La CEDEAO mise sur l’expérience diplomatique de l’ancien Premier ministre guinéen Lansana Kouyaté, nommé le 25 mars négociateur en chef pour renouer le dialogue avec les pays de l’Alliance des États du Sahel.
L’intégration régionale ouest-africaine joue une carte décisive de son avenir. Mercredi 25 mars, l’ancien Premier ministre guinéen Lansana Kouyaté a été officiellement investi dans ses fonctions de négociateur en chef de la Communauté économique des États de l’Afrique de l’Ouest (CEDEAO). Sa mission, validée par le président en exercice de l’organisation, le Sierra-Léonais Julius Maada Bio, consiste à renouer le fil du dialogue avec le Mali, le Burkina Faso et le Niger, désormais regroupés au sein de l’Alliance des États du Sahel (AES).
Une mission de médiation aux enjeux multiples
Fort de son expérience de diplomate et d’ancien secrétaire exécutif de la Cédéao, Lansana Kouyaté hérite d’un dossier complexe.
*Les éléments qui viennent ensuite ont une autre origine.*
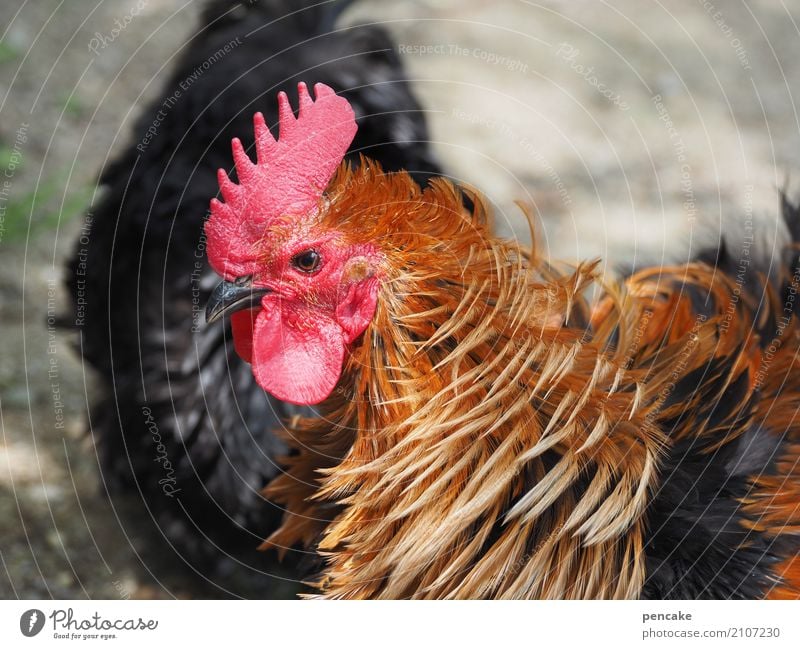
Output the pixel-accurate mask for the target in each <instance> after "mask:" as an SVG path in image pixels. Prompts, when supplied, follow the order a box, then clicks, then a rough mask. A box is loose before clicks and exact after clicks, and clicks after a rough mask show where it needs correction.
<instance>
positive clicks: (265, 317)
mask: <svg viewBox="0 0 800 649" xmlns="http://www.w3.org/2000/svg"><path fill="white" fill-rule="evenodd" d="M297 90H298V104H299V110H298V115H297V117H295V115H294V113H293V111H292V107H291V105H290V103H289V100H288V98H287V96H286V94H284V93H279V95H278V112H279V125H280V137H279V139H278V140H275V138H274V137H273V136H272V134H271V133H270V131H269V130H268V128H267V126H266V124H265V122H264V118H263V116H262V115H261V114H260V113H256V115H255V116H254V121H253V126H254V130H255V150H256V155H257V161H256V163H253V161H252V160H251V158H250V157H249V155H248V154H247V153H246V152H245V151H244V148H243V146H242V143H241V142H240V141H239V140H238V139H236V138H235V139H234V140H233V142H232V146H233V158H234V161H235V163H236V172H237V175H238V177H239V184H236V183H233V182H232V181H231V180H230V178H229V176H228V174H227V173H226V171H225V170H223V169H220V170H219V173H218V179H219V184H220V192H221V195H222V198H223V199H224V202H223V201H220V200H218V199H216V198H214V199H212V200H211V217H210V218H209V219H208V221H207V222H206V226H205V231H206V235H207V242H208V245H207V252H208V259H209V262H210V263H211V266H212V267H213V268H214V270H216V271H217V273H219V274H220V275H221V276H222V277H224V278H225V279H226V280H228V281H234V280H236V279H237V278H241V277H251V280H250V283H251V285H252V286H253V287H254V288H268V289H270V291H271V292H270V293H268V294H267V295H266V296H264V298H263V299H262V301H261V309H250V310H249V311H245V312H239V313H234V314H233V317H232V326H233V337H234V346H235V348H236V351H237V352H238V353H239V355H240V356H241V357H242V358H243V359H244V360H246V361H248V362H250V363H251V364H252V366H253V374H254V375H255V378H256V381H257V382H258V384H259V385H260V386H261V387H262V388H264V389H265V390H266V391H267V392H269V393H270V394H272V395H274V396H276V397H278V398H279V399H282V400H283V401H288V402H290V403H295V404H302V405H312V404H316V403H319V402H321V401H323V400H324V399H325V398H327V397H328V396H329V395H330V394H331V392H332V391H333V389H334V388H335V387H336V383H337V382H338V380H339V376H340V374H341V372H342V364H343V363H344V360H345V357H346V354H347V349H348V347H349V346H350V345H351V344H352V343H353V341H354V340H355V339H356V338H358V336H360V335H361V334H362V333H363V331H364V330H365V329H366V327H367V325H369V323H370V321H371V320H372V317H373V315H374V314H375V305H376V303H377V296H378V279H377V269H378V263H379V256H378V254H377V251H376V249H375V248H374V246H372V245H370V244H359V245H354V244H349V243H346V240H345V238H344V237H343V236H342V235H341V233H338V232H335V231H330V230H326V231H324V232H323V231H320V228H319V226H318V223H319V220H318V216H319V209H323V208H322V207H321V205H322V204H323V203H324V199H323V193H324V190H325V187H326V186H327V185H328V183H329V182H330V180H331V178H332V177H333V174H334V172H335V171H336V169H337V167H338V166H339V164H340V163H341V161H342V159H343V158H344V155H345V153H346V152H347V149H348V147H349V145H350V143H351V142H352V140H353V137H354V136H355V133H356V130H357V127H356V122H355V115H354V113H353V109H352V108H351V106H350V104H348V103H347V101H346V100H345V99H344V98H342V97H339V96H337V95H336V94H335V93H334V92H333V90H331V89H330V88H328V87H327V86H325V85H323V84H316V85H315V86H314V92H315V97H316V98H315V99H312V97H311V94H310V93H309V91H308V88H307V87H306V85H305V84H303V83H300V84H298V88H297ZM309 250H313V251H316V252H317V253H319V255H320V263H319V265H318V267H315V268H314V269H313V271H311V272H304V271H303V269H302V268H299V267H298V264H297V263H295V262H293V259H294V258H295V257H296V255H298V254H299V253H302V252H305V251H309Z"/></svg>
Son mandat, initialement prévu pour une durée de trois mois, s’articule autour de deux axes majeurs. Il s’agit d’abord de faciliter un éventuel retour des pays de l’AES au sein de la famille régionale, alors que ces derniers ont officiellement acté leur retrait en janvier 2025.
Parallèlement, le médiateur guinéen doit préparer le terrain pour une séparation organisée et à l’amiable si le divorce s’avère définitif, afin d’éviter une rupture brutale qui léserait les populations civiles.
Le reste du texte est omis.